Has anyone noticed the increased frequency in which websites want you to allow them to notify you? It seems like every site I go to wants me to allow them to notify me, about what I do not know or care so I click no. Does anyone know the cause of this sudden increase in the past few months, did my adblocker stop working properly, or have I just been that oblivious and this has been going on for years?

7 comments

[–] E-werd 4 points (+4|-0) Edited

I hate that, but I hate even more the sites that detect when your mouse goes outside the bounds of the window and then pops up a message, usually about subscribing to their newsletter.

I hate this stuff.

[–] green_man [OP] 3 points (+3|-0)

Screwing with my mouse is grounds for a domain ban at my firewall.

[–] Grammar-Rabbi 3 points (+3|-0)

I've been noticing that too.

For some reason, it's particularly strong on cooking recipe blogs and news sites for me. It's almost become instinctual to go to a site, deny the request for notifications, close the pop up asking me to subscribe to the newsletter/buy their book/whatever, pause the auto-playing video, and then maybe read the content.
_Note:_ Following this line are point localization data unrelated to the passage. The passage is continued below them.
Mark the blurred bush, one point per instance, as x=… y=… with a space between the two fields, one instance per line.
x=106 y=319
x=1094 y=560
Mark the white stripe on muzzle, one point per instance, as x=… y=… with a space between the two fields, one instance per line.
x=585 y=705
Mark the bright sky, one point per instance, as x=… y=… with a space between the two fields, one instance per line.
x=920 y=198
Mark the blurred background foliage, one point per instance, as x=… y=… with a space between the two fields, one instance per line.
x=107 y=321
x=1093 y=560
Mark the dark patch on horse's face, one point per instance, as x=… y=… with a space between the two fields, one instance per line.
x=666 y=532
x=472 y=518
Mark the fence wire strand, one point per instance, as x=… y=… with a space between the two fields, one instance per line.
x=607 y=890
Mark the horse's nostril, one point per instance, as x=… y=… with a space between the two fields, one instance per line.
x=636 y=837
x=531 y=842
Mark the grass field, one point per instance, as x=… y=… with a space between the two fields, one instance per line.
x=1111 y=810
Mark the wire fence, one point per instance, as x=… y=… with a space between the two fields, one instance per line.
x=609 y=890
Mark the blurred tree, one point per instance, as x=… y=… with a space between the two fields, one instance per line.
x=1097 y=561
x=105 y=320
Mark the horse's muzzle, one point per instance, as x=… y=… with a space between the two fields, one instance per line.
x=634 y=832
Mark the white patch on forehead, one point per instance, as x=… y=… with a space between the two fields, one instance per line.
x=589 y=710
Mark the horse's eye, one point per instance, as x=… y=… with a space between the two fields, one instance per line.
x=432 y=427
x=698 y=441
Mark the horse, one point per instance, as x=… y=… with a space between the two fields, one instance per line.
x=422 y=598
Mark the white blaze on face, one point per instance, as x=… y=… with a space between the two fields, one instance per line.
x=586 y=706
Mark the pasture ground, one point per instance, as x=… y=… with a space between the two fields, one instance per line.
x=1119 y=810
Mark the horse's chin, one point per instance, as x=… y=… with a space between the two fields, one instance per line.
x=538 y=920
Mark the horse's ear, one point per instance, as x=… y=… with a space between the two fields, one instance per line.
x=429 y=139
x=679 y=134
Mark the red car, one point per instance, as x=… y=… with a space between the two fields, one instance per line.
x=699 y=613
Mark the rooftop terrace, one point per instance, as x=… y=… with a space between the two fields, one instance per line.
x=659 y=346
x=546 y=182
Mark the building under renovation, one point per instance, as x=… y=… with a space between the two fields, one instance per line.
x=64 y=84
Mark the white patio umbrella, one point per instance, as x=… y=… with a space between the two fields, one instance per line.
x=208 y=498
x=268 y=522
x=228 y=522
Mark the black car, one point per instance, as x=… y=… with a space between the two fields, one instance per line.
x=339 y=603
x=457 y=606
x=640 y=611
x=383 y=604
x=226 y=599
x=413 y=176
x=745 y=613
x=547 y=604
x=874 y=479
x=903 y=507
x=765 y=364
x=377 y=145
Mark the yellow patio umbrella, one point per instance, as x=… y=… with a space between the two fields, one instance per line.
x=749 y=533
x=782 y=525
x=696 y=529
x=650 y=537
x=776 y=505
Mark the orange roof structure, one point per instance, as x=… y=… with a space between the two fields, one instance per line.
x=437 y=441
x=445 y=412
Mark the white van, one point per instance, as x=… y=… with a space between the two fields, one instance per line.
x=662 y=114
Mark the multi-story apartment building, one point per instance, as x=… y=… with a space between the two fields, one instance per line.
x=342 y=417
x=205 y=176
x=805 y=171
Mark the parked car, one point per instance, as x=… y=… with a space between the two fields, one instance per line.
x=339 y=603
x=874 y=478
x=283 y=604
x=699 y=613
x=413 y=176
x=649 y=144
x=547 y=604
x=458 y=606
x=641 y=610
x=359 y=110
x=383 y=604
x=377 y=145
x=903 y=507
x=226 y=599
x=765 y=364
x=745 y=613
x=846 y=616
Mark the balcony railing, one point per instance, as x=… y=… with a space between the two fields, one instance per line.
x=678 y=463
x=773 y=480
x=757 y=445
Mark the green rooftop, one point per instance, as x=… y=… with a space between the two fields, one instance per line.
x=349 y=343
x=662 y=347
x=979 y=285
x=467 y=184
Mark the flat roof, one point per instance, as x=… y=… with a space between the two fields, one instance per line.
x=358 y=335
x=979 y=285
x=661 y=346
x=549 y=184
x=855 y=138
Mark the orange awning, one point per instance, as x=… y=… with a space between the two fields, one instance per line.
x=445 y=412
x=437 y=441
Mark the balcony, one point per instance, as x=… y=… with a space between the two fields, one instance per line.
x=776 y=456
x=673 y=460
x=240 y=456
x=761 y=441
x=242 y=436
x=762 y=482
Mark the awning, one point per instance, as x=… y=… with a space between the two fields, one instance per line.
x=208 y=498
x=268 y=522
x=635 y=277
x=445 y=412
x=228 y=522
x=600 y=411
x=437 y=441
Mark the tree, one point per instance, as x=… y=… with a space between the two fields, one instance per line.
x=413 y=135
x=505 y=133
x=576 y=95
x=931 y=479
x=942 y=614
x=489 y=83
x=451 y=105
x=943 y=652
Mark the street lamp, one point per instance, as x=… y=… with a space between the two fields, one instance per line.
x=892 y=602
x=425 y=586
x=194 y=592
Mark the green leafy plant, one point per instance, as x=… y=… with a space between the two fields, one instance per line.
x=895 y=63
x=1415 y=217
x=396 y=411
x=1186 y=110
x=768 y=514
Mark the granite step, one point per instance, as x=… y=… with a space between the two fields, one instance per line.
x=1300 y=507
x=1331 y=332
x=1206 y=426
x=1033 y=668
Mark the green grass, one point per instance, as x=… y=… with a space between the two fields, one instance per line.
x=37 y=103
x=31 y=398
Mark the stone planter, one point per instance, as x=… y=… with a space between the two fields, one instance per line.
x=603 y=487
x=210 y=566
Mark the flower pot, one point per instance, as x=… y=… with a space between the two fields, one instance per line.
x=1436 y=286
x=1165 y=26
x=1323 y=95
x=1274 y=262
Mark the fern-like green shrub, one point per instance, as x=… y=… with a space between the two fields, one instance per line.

I feel like this will be looked back on as the 2010's version of the late-90's "moving gifs all over the page" craze. Just ridiculous and in the way.

[–] smallpond 1 points (+1|-0)

I don't relate. Maybe I don't visit the same websites, or maybe a script-blocker like umatrix or noscript would help?

[–] jobes 2 points (+2|-0)

Shockingly Brave doesn't block those, I'm not sure why. A browser that has ad blockers and cookie blockers built in still gives those notification requests.

[–] Polsaker 1 points (+1|-0)

More browsers have implemented that, and many people just click "Yes" without reading at all.

[–] xyzzy 1 points (+1|-0)

They've been around for a few years, but were only supported in new browsers, now they reached mainstream. You should be able to block them by default in the browser settings.